O RockStage teve a oportunidade de conversar com um dos nomes mais inquietos e inventivos da cena alternativa atual. Guirroh, que vem construindo sua trajetória com experimentação, acaba de lançar “Eletrorock”, um projeto que revisita seu próprio catálogo e o reconstrói sob uma estética eletrônica carregada de peso, energia e identidade.
Nesta entrevista exclusiva, você confere — na íntegra — o papo com o artista, que abriu o jogo sobre o processo criativo, as motivações para essa nova fase, os desafios sonoros e o impacto que espera provocar com o álbum.

RockStage: Guirroh, como nasceu a ideia de transformar suas músicas em um projeto de remixes?
Guirroh: Na verdade tudo começou de forma bem espontânea. Eu estava ensaiando muito no meu home studio e um amigo me apresentou alguns equipamentos para performance ao vivo. Curti demais e pensei: “E se eu tocasse guitarra e voz em cima de bases que eu mesmo criasse?”. Mas, como um roqueiro raiz, não queria simplesmente soltar instrumentos orgânicos gravados. Então decidi refazer tudo com bateria eletrônica, synth bass e algumas camadas novas. Foi além de remix, virou uma nova experiência. Regravei vocais, riffs e até melodias.
RockStage: E quando você percebeu que isso poderia virar um álbum?
Guirroh: Quando finalizei a primeira faixa nesse formato, testei sozinho e gostei da vibe. Logo depois fui chamado para um show e palestra, levei essa proposta ao vivo e senti: “Ok, isso aqui é Eletrorock”. A energia funcionou. Ali entendi que eu tinha encontrado um caminho novo.
RockStage: Como você escolheu quais músicas entrariam nessa nova versão?
Guirroh: Foi quase uma reciclagem do meu próprio acervo. Com o fluxo de lançamentos, minhas primeiras músicas acabam ficando escondidas para quem está chegando agora. A ideia foi trazer todas elas para esse novo universo sonoro e apresentá-las com a estética atual.
RockStage: O que o público vai ouvir de diferente nessas versões?
Guirroh: Tem uma vibe mais energética, batidas com mais pressão, atmosfera dançante… mas também deixei espaço para duas faixas mais intensas e intimistas. Regravei vocais, ajustei melodias, reinventei elementos… mas sem perder a memória das versões originais.

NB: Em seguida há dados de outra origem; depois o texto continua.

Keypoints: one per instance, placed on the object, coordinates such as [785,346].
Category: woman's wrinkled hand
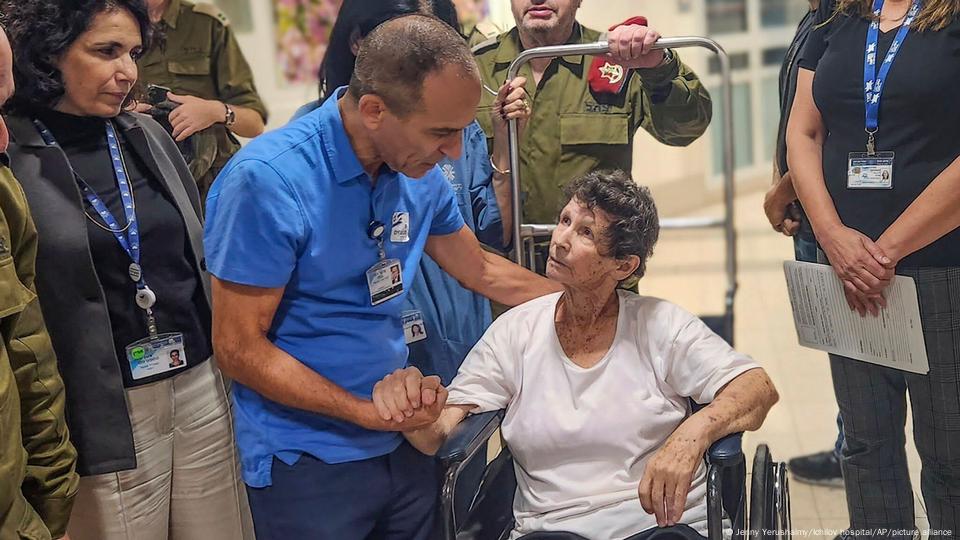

RockStage: A produção também é sua, certo?
Guirroh: Isso! O álbum sai pelo meu selo, o CREIA Records. Eu produzi e mixei tudo. Fiz questão de deixar algumas imperfeições, elementos “fora da caixinha”, até umas desafinadas propositalmente, queria preservar humanidade no meio da eletrônica.

RockStage: Quais referências te guiaram nessa fusão entre rock e música eletrônica?
Guirroh: Guitarras! Drive, distorção, fuzz. Sempre isso. E do outro lado, batidas eletrônicas bem pesadas. Essa mistura criou um contraste interessante e abriu espaço para algo que eu mesmo não imaginava tocar algum dia.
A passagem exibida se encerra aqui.